Les trois femmes avaient été arrêtée en septembre 2017. La mère, Adeline Rwigara, également libérée sous caution début octobre, doit comparaître mercredi au côté de Diane, notamment pour incitation à l’insurrection. Les poursuites contre sa soeur Anne ont été abandonnées en octobre 2017.
“Ma famille n’avait rien à voir avec mon engagement politique, donc ça a été un choc (…) Les gens deviennent coupables par association, dans le sens où ma famille devait être punie pour mes actions. C’est la méthode que le gouvernement utilise contre ses détracteurs”, accuse Diane Rwigara.

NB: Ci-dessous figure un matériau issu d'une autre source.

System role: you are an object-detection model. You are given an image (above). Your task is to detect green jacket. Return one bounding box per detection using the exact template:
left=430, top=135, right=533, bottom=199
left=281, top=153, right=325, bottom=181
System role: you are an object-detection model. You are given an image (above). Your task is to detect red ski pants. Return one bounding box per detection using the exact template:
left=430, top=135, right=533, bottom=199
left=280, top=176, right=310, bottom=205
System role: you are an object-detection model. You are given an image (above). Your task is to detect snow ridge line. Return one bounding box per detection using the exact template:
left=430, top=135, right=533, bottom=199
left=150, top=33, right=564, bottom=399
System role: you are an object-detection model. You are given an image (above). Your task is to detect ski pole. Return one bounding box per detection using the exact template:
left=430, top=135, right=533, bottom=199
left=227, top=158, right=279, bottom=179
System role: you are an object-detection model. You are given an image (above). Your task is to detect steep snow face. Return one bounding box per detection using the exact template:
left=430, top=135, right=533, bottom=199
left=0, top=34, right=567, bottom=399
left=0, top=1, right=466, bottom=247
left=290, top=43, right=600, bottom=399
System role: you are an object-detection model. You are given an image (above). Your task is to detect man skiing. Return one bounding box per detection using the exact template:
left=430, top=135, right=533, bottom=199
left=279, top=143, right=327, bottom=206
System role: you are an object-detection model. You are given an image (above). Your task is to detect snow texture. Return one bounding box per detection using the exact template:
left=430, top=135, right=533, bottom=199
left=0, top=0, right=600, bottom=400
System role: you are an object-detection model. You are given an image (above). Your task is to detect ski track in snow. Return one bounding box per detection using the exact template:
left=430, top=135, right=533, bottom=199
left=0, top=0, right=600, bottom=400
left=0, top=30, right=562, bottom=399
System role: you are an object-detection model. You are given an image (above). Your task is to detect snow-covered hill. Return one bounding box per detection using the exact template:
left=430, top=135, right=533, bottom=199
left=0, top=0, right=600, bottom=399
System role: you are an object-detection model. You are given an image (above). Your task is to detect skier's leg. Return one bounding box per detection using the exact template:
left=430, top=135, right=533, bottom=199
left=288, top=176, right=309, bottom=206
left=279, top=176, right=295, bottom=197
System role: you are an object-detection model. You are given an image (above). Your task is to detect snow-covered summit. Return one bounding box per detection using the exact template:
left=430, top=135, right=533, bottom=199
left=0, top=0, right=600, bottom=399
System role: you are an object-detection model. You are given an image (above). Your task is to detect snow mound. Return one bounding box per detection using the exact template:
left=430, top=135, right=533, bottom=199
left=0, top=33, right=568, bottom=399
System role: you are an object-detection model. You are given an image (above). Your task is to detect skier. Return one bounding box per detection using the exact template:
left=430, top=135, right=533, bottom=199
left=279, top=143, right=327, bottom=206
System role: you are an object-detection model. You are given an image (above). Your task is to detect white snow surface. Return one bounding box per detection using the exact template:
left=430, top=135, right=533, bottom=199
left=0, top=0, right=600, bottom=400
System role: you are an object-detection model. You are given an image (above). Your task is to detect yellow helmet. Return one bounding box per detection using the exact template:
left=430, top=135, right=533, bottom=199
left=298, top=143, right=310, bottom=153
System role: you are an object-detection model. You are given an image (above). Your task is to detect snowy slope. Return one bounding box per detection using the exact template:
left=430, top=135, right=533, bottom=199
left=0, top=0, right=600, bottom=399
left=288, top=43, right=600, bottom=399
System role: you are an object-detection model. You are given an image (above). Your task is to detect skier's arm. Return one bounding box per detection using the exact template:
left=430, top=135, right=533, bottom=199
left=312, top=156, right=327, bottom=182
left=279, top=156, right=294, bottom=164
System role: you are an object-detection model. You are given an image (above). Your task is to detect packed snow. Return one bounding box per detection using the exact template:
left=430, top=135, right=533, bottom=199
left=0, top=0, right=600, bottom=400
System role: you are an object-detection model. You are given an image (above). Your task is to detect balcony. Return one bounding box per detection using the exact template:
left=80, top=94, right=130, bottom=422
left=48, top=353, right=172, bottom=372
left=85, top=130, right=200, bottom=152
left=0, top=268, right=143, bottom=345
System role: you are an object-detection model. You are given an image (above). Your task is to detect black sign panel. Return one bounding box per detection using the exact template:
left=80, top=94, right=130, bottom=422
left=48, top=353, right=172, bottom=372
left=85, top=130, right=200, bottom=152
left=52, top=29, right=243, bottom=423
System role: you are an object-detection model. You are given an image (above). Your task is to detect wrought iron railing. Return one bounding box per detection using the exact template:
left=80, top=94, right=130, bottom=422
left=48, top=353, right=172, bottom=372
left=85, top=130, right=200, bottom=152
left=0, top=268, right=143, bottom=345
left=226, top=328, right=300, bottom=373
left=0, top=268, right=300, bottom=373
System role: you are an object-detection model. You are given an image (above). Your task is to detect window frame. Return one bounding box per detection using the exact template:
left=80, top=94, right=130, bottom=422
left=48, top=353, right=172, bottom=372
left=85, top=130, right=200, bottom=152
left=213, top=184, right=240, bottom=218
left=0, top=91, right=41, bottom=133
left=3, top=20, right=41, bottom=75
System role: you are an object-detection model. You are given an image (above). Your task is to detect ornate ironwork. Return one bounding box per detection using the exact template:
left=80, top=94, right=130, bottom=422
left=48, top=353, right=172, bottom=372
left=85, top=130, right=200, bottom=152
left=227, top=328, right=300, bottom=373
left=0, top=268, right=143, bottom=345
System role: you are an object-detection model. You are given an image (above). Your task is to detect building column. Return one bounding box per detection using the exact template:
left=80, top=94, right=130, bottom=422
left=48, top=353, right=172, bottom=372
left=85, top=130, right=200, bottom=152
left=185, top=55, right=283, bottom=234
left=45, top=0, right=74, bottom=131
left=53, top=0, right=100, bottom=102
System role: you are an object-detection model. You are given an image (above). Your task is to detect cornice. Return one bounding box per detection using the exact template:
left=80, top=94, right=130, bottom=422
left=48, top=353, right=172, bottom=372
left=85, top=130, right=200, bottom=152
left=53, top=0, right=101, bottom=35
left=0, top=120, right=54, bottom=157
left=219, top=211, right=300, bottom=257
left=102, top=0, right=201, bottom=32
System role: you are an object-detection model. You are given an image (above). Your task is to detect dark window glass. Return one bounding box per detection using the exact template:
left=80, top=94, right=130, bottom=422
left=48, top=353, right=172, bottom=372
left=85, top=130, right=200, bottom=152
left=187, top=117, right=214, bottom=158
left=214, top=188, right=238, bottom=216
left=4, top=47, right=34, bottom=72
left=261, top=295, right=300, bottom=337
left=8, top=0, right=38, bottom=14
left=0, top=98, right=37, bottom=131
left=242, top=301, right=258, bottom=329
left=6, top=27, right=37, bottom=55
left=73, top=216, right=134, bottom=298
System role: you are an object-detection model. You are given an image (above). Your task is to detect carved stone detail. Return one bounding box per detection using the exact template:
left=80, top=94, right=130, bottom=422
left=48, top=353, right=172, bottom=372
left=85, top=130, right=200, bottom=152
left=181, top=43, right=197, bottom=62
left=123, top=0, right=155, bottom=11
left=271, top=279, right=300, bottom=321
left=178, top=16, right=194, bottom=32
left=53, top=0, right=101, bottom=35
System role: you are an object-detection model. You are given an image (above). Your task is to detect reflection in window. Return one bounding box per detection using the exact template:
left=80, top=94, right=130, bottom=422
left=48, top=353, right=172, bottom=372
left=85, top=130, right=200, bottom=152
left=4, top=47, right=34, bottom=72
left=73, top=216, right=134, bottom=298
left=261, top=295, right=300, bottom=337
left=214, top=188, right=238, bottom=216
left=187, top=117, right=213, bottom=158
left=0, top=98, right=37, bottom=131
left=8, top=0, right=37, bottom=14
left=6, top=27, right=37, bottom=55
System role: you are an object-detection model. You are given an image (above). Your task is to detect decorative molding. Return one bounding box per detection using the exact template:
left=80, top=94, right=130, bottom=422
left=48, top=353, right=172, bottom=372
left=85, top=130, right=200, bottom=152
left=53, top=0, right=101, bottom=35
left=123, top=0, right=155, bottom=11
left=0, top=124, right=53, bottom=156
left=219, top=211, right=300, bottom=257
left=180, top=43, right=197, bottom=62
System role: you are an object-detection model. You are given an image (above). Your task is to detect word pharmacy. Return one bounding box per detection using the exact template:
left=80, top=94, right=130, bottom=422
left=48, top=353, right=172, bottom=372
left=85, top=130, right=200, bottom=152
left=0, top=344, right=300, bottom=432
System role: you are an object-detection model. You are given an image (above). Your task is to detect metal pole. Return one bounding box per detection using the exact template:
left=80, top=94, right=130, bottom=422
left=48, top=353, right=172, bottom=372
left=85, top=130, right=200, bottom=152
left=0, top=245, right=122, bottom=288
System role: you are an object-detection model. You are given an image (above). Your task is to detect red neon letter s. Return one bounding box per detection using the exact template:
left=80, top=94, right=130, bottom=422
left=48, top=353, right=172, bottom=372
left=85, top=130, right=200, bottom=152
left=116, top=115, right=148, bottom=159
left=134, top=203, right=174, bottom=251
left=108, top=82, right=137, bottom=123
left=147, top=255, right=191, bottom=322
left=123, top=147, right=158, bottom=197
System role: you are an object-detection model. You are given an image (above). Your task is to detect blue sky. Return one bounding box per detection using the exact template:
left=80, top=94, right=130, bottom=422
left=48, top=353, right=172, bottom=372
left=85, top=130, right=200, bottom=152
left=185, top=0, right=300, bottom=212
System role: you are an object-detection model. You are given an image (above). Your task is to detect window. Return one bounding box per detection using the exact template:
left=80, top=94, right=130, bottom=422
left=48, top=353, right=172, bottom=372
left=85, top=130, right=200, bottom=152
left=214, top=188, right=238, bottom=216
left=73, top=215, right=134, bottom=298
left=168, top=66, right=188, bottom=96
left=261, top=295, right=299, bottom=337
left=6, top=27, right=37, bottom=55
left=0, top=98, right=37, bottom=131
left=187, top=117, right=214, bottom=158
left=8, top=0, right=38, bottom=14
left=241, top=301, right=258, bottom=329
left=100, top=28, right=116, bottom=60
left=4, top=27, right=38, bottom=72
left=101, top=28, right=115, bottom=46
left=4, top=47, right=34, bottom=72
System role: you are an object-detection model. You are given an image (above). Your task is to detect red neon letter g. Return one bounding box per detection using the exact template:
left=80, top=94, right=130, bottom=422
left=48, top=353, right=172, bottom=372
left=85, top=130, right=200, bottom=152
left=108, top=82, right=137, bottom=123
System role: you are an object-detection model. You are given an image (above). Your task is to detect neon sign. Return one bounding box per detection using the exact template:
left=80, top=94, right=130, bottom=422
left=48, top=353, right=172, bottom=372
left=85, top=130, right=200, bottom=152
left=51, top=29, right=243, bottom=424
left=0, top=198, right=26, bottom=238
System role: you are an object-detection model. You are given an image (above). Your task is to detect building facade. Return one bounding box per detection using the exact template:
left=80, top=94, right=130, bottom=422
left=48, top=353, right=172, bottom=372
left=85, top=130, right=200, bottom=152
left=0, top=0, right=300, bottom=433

Le rejet de la candidature de Mme Rwigara par la Commission électorale avait été critiquée par des gouvernements occidentaux et des groupes de défense des droits de l’Homme.
– Retour à la case prison ? –
M. Kagame, crédité de l’important développement d’un pays exsangue au sortir du génocide de 1994, est régulièrement accusé de bafouer la liberté d’expression et de museler toute opposition.
Il a été réélu le 4 août 2017 pour un nouveau mandat de sept ans avec près de 99% des voix. Une réforme de la Constitution adoptée par référendum fin 2015 lui permet de potentiellement diriger le pays jusqu’en 2034.
Si elle a voulu se présenter contre M. Kagame en 2017, Diane Rwigara n’a pas toujours été dans l’opposition.
Le père de Diane, Assinapol Rwigara, un important entrepreneur rwandais ayant fait fortune dans l’industrie et l’immobilier, avait financé dans les années 1990 le FPR de M. Kagame.
En juillet 1994, le FPR allait renverser le pouvoir extrémiste hutu, mettant fin au génocide qui a fait 800.000 morts selon l’ONU, essentiellement parmi la minorité tutsi.
Diane Rwigara a pris ses distances avec le FPR après le décès de son père en février 2015, mort dans un accident de la route, selon la police. Elle avait contesté cette version et dénoncé un “assassinat”.
En dépit des possibles conséquences, Diane Rwigara se dit déterminée à poursuivre son combat politique.
“Ce qui manque dans ce pays, c’est une forme de responsabilité politique. Le parti au pouvoir fait ce qu’il fait car il n’y a aucune conséquence à ces actions (…) Je ne suis pas dans ce combat pour la gloire (mais) les seuls qui peuvent apporter du changement dans ce pays, c’est nous, les Rwandais. Personne ne va le faire à notre place.”
Peu avant la remise en liberté de Diane et Adeline Rwigara, le régime avait accordé courant septembre une libération anticipée à Victoire Ingabire, une des principales figures de l’opposition rwandaise qui purgeait une peine de 15 ans de prison pour “conspiration contre les autorités” et “minimisation du génocide de 1994”.
Mme Ingabire avait été arrêtée en 2010 peu de temps après son retour d’exil au Rwanda alors qu’elle voulait se présenter à l’élection présidentielle la même année.
Interrogée sur son procès, Diane Rwigara clame son “innocence”: “les charges sont fabriquées parce que je me suis opposée au parti dirigeant”, assure-t-elle.
“J’espère ne pas retourner en prison mais s’il faut que j’y retourne, j’y retournerai.”